LAS VEGAS– Duel jilid ketiga antara Dustin Poirier versus Conor McGregor pada UFC 264 di T-Mobile Arena, Las Vegas, akhir pekan lalu (11/7) masih menyedot perhatian besar penonton di berbagai penjuru dunia. MMA Insight melaporkan, total pay per view (PPV) laga itu terjual 1,8 juta tiket.

Dari 1,8 juta tiket yang keluar, 1,3 juta ludes dibeli penonton di seantero Amerika Serikat (AS). Sementara sisanya, sebanyak 500 ribu, tiket diserap penonton dari berbagai negara. Jumlah tiket terjual itu sekaligus memastikan adanya peningkatan penjualan tiket PPV dibandingkan pertemuan kedua Poirier-McGregor pada Januari lalu di UFC 257.
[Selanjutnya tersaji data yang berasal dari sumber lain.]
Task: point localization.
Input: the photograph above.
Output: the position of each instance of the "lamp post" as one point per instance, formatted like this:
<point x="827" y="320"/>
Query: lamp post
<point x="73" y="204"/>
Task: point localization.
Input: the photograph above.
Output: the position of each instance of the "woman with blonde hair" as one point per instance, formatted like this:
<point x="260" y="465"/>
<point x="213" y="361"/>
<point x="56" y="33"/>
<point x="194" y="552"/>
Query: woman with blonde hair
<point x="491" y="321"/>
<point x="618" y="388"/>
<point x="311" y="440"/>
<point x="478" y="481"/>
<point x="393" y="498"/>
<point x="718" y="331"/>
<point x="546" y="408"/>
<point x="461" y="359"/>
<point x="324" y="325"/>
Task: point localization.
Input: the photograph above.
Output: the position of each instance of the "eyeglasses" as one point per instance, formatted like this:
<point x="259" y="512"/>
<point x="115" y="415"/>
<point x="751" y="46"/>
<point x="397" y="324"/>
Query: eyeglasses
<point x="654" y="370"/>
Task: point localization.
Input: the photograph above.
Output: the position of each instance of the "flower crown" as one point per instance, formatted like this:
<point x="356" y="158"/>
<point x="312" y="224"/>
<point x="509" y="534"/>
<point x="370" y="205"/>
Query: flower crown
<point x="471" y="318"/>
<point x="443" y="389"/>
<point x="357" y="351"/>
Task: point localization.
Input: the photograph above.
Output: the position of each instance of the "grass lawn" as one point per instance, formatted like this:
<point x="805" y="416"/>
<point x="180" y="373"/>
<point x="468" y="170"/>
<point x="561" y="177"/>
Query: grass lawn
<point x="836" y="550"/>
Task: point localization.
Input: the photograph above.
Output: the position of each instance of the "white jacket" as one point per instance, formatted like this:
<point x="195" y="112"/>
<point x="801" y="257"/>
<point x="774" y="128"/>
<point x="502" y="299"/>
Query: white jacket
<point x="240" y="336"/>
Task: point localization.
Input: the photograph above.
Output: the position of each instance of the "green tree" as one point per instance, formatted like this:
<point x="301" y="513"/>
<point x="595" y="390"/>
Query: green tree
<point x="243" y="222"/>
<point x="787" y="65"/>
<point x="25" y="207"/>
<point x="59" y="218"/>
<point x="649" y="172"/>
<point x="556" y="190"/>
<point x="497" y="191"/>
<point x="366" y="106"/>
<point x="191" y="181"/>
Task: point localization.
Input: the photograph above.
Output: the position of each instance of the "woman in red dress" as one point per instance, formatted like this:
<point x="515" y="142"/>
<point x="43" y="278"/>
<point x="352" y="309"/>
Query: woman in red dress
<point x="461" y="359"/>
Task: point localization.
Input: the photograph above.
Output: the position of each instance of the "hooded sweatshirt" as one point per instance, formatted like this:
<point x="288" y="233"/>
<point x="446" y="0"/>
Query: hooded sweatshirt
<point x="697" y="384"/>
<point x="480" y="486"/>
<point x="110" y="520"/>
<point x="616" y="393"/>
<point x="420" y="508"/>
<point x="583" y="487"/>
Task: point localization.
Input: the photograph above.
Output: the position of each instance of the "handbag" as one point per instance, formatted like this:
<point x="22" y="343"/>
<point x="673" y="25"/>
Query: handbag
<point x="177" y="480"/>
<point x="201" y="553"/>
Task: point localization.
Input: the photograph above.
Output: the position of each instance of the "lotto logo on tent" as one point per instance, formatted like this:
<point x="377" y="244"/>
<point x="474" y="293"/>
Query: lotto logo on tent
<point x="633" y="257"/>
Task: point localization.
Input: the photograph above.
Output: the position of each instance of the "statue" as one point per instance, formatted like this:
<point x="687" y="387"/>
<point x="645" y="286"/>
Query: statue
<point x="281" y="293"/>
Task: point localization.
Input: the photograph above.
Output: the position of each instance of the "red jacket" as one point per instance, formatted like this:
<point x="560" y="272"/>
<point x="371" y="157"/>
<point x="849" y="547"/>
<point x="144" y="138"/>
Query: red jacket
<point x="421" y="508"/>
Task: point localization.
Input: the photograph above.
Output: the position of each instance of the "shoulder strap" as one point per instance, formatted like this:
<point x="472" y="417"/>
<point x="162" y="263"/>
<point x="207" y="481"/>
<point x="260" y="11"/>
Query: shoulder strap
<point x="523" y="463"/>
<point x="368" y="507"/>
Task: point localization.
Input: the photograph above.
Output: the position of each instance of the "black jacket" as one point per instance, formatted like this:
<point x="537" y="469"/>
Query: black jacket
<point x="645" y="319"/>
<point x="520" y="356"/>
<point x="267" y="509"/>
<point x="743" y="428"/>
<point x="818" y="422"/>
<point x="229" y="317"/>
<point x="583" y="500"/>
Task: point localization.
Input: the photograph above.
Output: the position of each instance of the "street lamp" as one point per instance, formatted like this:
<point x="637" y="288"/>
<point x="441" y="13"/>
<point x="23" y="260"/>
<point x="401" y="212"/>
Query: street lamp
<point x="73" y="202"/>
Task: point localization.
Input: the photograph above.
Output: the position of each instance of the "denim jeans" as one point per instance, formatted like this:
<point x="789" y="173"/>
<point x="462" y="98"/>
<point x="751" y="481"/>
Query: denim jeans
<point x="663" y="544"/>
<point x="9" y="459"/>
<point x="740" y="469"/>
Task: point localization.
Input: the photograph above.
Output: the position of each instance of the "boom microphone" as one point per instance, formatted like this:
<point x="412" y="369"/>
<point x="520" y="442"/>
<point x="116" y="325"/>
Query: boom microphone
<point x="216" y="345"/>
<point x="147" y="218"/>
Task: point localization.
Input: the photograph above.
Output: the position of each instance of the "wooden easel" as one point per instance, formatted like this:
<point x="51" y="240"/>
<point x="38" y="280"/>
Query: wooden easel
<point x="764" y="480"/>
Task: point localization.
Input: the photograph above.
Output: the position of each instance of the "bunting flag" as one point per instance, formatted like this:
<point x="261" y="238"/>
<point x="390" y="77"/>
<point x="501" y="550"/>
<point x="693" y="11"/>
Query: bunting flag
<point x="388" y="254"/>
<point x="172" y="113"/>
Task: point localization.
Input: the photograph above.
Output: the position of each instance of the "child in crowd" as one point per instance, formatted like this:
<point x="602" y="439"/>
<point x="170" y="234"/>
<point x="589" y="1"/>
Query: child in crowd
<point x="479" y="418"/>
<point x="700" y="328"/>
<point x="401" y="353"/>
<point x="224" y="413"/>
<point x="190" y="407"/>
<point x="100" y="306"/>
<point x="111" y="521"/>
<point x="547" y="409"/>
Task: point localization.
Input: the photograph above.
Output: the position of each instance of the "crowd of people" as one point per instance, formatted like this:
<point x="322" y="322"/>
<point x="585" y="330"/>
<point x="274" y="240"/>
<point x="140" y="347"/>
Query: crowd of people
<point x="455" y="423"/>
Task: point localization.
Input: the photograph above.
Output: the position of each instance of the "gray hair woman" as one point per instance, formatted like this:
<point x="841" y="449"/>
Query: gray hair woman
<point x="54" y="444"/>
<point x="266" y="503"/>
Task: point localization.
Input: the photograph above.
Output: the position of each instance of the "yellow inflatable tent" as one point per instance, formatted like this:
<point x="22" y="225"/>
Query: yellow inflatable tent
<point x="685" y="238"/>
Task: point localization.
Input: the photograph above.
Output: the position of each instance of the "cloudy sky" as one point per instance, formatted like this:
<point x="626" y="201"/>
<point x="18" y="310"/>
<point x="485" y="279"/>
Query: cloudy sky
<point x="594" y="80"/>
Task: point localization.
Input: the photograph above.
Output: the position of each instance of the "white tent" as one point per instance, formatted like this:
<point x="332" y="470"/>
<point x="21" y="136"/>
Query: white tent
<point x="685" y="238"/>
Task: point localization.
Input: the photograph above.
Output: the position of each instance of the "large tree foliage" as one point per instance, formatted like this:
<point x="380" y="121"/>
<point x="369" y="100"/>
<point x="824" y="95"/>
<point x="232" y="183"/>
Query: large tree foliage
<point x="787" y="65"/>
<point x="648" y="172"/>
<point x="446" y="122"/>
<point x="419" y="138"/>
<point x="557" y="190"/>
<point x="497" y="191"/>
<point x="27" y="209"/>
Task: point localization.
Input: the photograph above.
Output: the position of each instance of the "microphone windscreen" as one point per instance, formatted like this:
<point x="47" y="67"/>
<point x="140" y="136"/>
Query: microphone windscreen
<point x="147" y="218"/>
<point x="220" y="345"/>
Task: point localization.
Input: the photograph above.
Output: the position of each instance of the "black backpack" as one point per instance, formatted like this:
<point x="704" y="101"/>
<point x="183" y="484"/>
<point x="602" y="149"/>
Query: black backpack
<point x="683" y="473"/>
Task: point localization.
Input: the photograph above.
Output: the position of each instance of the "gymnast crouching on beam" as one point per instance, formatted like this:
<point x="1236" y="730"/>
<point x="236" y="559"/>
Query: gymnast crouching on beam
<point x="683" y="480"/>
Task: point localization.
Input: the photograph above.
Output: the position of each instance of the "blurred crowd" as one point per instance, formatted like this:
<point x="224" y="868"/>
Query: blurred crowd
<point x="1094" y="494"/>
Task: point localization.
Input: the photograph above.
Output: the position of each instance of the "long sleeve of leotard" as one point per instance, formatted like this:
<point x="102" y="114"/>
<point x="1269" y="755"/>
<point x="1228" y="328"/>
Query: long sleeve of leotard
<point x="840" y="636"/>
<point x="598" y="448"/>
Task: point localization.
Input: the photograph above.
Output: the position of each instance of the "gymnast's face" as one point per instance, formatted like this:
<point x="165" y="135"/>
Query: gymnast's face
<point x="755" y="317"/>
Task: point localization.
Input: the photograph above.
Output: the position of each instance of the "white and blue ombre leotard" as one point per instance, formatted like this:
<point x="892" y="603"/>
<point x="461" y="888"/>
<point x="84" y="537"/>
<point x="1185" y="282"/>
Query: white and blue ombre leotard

Saat itu totalnya 1,6 juta tiket. Sebanyak 1,2 juta dibeli pasar AS, sedangkan 400.000 di pasar internasional. Tapi, semua jumlah itu belum memecahkan rekor penjualan tiket PPV duel antara McGregor kontra Khabib Nurmagomedov pada 2018 di UFC 229. Yakni menembus 2,4 juta.

Momen saat Conor McGregor kakinya patah.

Sayangnya, 1,8 juta penonton PPV duel utama UFC 264 akhir pekan lalu harus kecewa. Sebab, pertandingan hanya berlangsung singkat, satu ronde saja. Penyebabnya adalah McGregor mengalami patah tulang tibia kaki kiri dan tidak bisa melanjutkan pertarungan. Poirier akhirnya dinyatakan menang TKO.

Kabarnya, kini Presiden UFC Dana White sedang mempersiapkan kontrak duel jilid keempat untuk kedua petarung. ”Alasannya jelas, karena masih akan ada perputaran uang besar jika laga itu kembali diadakan," tulis MMA Insight dalam laporan mereka. Tapi, sebelum duel jilid IV melawan McGregor, Poirier akan lebih dulu menantang Charles Oliveira demi merebut sabuk juara UFC kelas ringan. Itu juga sembari menunggu McGregor pulih dari cedera.

Jumlah penonton duel Oliveira dengan Poirier nanti juga menjadi pembuktian. Yakni, apakah ramainya animo pembelian tiket PPV duel Poirier versus McGregor karena faktor sosok McGregor atau Poirier. (irr/c9/cak)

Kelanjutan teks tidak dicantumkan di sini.